The Arduino UNO should be connected to the display as per the following diagram:

💻 Software Setup

Technologies

Central Unit:

• Ubuntu 22.04
• Python
• InfluxDB (Optional)
• Grafana (Optional)

Display Module:

• C++

Central Unit:

1. Install the Ubuntu 22.04 operating system on the Raspberry Pi device (Core version recommended).
2. On the Raspberry Pi, install Python version 3.10: sudo apt update && sudo apt install python3.10
3. Install the required libraries listed in the requirements.txt file.
4. Optionally - Install and configure the InfluxDB database and Grafana
   (w pliku GrafanaPanelExample.json umieszczono przykładową konfigurację panelu grafany).

Display Module:

1. Download ArduinoIDE
2. Connect the Arduino UNO device to the computer using a USB serial interface.
3. Upload the ArduinoDisplayModule.ino file using ArduinoIDE

🚀 Start-up

1. Clone the repository: git clone https://github.com/arturklimek/smart-green.git
2. Start the software: python3 ./main.py

It is recommended to run the software as a system service by creating and deploying an appropriate .service file.

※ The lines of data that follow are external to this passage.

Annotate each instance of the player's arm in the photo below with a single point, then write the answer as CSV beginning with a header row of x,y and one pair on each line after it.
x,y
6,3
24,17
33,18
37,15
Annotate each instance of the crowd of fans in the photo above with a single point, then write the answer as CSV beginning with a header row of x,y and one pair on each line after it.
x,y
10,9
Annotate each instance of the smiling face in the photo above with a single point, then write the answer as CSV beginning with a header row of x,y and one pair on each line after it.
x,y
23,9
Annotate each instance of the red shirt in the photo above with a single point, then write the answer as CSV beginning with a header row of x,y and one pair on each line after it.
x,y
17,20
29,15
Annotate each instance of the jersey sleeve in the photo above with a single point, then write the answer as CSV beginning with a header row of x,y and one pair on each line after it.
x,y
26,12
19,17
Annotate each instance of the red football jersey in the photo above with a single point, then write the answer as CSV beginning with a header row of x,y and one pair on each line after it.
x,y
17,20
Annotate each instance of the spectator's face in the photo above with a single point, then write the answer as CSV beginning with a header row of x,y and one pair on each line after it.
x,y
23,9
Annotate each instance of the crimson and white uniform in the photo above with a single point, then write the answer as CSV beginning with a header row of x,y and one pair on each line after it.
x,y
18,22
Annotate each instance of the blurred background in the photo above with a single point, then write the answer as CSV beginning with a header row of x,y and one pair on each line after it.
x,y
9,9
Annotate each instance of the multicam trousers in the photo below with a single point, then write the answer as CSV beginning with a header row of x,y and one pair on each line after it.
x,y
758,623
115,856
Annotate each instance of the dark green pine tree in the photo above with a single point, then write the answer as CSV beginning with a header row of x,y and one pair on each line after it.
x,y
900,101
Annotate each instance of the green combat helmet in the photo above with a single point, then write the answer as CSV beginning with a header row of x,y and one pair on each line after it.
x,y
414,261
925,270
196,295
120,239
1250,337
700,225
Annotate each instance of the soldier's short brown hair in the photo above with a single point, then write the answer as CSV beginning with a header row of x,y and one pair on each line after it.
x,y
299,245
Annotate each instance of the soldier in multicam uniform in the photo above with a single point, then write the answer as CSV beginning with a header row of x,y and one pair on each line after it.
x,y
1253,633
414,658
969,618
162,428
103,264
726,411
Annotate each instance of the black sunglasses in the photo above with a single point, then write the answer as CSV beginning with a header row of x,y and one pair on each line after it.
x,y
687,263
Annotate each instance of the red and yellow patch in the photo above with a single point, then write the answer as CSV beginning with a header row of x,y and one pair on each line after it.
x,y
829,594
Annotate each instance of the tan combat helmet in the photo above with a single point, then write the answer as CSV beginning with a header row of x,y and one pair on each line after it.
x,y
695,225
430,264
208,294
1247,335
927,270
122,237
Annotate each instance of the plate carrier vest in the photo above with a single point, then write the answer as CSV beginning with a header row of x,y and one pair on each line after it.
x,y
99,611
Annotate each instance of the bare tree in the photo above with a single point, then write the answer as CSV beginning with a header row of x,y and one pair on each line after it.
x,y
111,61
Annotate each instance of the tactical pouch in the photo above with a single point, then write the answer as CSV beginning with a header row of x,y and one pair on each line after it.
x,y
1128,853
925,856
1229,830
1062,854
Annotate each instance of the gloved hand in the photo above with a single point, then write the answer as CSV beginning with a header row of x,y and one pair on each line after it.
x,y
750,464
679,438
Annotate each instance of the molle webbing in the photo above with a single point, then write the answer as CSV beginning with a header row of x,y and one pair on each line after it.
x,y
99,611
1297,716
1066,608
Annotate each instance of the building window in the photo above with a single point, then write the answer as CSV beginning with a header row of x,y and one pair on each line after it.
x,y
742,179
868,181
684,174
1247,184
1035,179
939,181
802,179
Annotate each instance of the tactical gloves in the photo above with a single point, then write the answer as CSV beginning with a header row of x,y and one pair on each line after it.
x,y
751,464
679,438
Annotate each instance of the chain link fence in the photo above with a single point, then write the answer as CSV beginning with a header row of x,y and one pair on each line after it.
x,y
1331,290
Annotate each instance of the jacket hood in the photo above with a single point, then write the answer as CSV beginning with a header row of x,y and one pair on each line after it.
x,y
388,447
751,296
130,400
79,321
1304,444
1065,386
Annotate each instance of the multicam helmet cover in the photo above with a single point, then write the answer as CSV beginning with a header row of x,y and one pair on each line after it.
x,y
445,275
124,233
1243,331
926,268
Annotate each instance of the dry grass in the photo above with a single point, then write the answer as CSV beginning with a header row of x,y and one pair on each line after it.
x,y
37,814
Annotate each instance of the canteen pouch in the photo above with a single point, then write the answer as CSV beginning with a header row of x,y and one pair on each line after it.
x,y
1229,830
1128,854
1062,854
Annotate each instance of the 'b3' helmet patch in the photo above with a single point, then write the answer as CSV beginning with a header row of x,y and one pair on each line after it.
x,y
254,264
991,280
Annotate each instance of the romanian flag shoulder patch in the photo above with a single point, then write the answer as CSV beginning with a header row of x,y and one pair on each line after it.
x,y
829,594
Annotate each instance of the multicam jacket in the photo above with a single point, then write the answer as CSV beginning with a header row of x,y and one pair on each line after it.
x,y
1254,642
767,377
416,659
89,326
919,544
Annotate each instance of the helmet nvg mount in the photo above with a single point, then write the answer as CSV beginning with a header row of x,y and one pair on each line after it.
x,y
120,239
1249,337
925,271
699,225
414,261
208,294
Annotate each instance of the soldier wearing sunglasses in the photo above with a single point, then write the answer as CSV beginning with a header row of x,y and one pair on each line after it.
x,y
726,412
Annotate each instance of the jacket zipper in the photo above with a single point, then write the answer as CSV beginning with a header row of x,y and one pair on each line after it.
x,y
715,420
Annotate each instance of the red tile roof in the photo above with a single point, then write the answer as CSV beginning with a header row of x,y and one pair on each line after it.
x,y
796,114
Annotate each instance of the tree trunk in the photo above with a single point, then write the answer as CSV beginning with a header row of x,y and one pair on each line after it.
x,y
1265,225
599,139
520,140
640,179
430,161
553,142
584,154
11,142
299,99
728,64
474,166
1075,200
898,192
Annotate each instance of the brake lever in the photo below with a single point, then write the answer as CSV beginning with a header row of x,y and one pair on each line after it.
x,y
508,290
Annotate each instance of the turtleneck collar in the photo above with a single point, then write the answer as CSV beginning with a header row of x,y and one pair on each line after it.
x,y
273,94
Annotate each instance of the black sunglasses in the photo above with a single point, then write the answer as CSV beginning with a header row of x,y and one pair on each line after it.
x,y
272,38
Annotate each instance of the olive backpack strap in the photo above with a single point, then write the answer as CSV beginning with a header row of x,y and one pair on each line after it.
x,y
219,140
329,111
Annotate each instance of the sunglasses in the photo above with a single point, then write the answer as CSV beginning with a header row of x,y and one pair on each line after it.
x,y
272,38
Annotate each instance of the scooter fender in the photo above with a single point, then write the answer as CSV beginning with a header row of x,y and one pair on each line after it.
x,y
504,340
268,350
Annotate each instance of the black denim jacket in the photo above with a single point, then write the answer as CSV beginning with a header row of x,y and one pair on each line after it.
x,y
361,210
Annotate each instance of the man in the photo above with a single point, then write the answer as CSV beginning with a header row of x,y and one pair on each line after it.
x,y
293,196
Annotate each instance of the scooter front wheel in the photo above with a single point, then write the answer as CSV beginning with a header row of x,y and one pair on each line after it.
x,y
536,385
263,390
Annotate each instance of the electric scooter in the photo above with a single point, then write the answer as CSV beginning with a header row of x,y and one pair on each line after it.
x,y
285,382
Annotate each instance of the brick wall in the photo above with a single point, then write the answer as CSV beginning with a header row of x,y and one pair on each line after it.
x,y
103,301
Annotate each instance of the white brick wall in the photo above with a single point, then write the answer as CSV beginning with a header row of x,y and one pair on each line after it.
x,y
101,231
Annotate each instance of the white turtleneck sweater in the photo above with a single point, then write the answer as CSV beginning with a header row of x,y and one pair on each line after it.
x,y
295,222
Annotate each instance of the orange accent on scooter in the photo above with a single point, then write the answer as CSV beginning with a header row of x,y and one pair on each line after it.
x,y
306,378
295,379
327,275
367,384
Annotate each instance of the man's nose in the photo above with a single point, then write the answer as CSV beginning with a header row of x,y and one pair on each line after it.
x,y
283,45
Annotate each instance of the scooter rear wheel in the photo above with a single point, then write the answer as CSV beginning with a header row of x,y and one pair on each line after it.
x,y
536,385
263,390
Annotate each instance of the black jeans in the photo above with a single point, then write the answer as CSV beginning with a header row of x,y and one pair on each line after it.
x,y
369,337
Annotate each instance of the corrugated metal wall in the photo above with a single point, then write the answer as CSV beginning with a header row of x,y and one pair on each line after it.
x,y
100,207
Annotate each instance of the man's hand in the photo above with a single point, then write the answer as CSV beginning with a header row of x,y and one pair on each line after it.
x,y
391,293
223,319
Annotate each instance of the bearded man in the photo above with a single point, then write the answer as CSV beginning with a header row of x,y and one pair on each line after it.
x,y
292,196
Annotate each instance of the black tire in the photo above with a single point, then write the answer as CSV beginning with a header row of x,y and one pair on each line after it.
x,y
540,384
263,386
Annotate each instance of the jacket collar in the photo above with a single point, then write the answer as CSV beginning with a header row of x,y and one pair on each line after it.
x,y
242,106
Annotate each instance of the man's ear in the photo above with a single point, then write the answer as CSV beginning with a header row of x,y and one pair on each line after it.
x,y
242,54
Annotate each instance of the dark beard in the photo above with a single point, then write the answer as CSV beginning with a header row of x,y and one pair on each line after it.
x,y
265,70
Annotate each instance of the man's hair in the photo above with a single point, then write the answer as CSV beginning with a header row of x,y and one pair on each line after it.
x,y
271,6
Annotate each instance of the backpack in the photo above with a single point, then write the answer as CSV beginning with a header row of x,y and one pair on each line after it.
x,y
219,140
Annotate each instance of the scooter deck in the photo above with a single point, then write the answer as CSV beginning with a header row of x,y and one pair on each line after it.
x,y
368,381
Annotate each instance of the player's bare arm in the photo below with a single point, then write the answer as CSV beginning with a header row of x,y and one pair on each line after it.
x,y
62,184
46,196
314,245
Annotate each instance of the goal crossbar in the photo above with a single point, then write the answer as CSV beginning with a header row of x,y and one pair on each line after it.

NOTE: Operating the system in harsh conditions requires the development and application of a suitable enclosure and protection for the system components.

⚙ Configuration

The default configuration includes four types of sensors (one of each), three actuators, and three controllers.
Adjust the software configuration to your needs by modifying the config.yaml file.

• The influxdb section contains information on the InfluxDB database used for storing sensor data:
  • host - the database server address (default: localhost)
  • port - the database port (default: 8086)
  • username - the username used for writing data (default: garden_core_user)
  • password - the password used for writing data
  • database - the name of the database (default: garden)
• The sensors section lists the sensors and their configuration, each containing:
  • name - a unique name for each sensor
  • type - the type of sensor, options include: TemperatureSensor, HumiditySensor, SoilMoistureSensor, LightSensor
  • params - the sensor's configuration parameters
    • read_frequency - the data collection frequency in seconds
    • pin - the GPIO pin designation (for TemperatureSensor or HumiditySensor only)
    • i2c_address - the I2C address of the sensor (for SoilMoistureSensor or LightSensor only)
• The actuators section lists the actuators and their configuration, each containing:
  • name - a unique name for each actuator
  • type - a unique name for each actuator: BaseActuator
  • params - the actuator's configuration parameters
    • gpio_pin - the GPIO pin used for controlling the actuator
    • initial_state - the initial state of the actuator, either True or False
• The controllers section lists the controllers and their configuration, each containing:
  • type - the type of controller, options include: IrrigationController, VentilationController, LightingController
  • sensors - the list of sensors whose data are used to control the actuator, each identified by the sensor's name and containing its configuration:
    • threshold - the value at which the actuator is activated
    • comparison - determines whether activation is triggered by exceeding the value upwards or downwards, options: HIGHER lub LOWER
  • actuator - specifies the actuator controlled by the controller, identified by its unique name
  • params - the controller's configuration parameters
    • check_interval - the frequency of controller operation in seconds
    • cooldown_period - the minimum time in seconds that must elapse between activations
    • pump_flow_rate - the flow rate of the pump in liters per hour, needed to calculate activation time (for IrrigationController only)
    • water_volume - the desired amount of water to be pumped during one irrigation session (for IrrigationController only)
    • max_lift_height - the maximum lifting height of the pump [optional] (for IrrigationController only)
    • current_lift_height - the current lifting height of the pump [optional] (for IrrigationController only)
    • activation_time - the duration in seconds for which the actuator should be activated upon reaching the trigger condition
    • start_hour - the start hour of the period during which the controller operates upon exceeding the trigger threshold (mainly for LightingController)
    • end_hour - the end hour of the period during which the controller operates upon exceeding the trigger threshold (mainly for LightingController)

📌 Additional Information

The program has a built-in logging mechanism; in case of operational issues, debugging the software by analyzing the entries saved in the ./logs directory is recommended.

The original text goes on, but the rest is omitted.